Ce n’est pas tant le travailleur qui détient un contrôle sur le travail à accomplir qu’un ensemble d’algorithmes qui déterminent qui doit accomplir une certaine tâche et comment le faire (par exemple, quel trajet emprunter, par exemple). L’application d’Uber capte non seulement la localisation, mais la vitesse à laquelle ils effectuent le trajet. Ce type d’application s’inscrit dans ce que l’on appelle une gestion algorithmique. Cette dernière permet d’organiser et de coordonner un nombre important de travailleurs et de transactions avec les clients.
Les chauffeurs sont donc invités à suivre les instructions générées par l’application pour éviter d’être pénalisés, voire évincés. Aussi, pour tirer un avantage de cette plateforme, les conducteurs ont tout avantage à organiser leur horaire en fonction des périodes de forte demande et de flambée de prix : « le marché reste le principal déterminant de l'emploi du temps des travailleurs ». Cela dit, plusieurs chauffeurs déplorent le manque de transparence des plateformes dans la manière de coordonner leur travail. Ce manque de compréhension dans l’attribution des tâches, l’évaluation du rendement ou la logique du salaire peut donc miner l’autonomie au travail et la confiance que les travailleurs ont envers leur employeur. D’autant plus, dans le cas des plateformes, il n’est pas possible de discuter des décisions prises par les algorithmes, comme c’est le cas avec un humain.
La gestion algorithmique appliquée à des plateformes numériques comme Uber soulève aussi l’enjeu du bien-être des travailleurs. Dans ce cas-ci, la plateforme collecte et traite des données qui peuvent être utilisées pour évaluer le rendement des travailleurs, et ce, pour chaque prestation de service. Or, cela peut être vécu comme une forme de surveillance qui génère une pression constante au travail. Comme le font ressortir Min Kyung Lee et al. dans leur enquête qualitative sur le point de vue des chauffeurs, ce type de gestion peut produire des effets négatifs sur le plan psychologique. À cela s’ajoute le possible sentiment d’isolement vécu au travail étant donné le peu d’occasions offertes, dans ce modèle économique, d’échanger avec les autres collègues.

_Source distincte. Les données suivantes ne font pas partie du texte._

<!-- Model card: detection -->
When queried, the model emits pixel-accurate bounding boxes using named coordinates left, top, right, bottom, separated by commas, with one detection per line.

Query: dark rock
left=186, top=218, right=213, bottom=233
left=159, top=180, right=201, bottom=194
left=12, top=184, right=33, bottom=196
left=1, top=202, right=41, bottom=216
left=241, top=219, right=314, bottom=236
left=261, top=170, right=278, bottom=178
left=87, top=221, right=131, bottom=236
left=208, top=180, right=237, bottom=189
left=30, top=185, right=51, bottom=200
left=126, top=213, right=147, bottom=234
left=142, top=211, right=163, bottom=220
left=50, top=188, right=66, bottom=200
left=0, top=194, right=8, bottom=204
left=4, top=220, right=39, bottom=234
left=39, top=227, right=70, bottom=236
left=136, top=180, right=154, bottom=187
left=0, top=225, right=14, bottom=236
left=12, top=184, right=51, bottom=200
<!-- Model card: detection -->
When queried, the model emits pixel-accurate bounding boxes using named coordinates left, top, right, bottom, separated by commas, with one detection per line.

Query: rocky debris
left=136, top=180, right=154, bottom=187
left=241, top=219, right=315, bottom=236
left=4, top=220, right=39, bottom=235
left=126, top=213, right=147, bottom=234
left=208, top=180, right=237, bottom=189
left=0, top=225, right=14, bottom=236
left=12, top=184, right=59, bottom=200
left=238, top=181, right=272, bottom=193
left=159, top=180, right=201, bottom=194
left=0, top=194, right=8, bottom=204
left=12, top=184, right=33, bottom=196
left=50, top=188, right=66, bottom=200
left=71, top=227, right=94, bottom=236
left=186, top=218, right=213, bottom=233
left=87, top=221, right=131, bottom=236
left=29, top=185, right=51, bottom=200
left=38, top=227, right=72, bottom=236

En clair, un certain décalage peut se noter entre certaines promesses liées au travail de plateforme (comme une plus grande autonomie) et les conditions de travail qui en découlent. De fait, « la baisse des prix, […], la concurrence croissante entre un nombre grandissant de chauffeurs, […] les journées de travail de plus en plus longues », etc. sont des facteurs de précarisation pour les travailleurs de plateformes.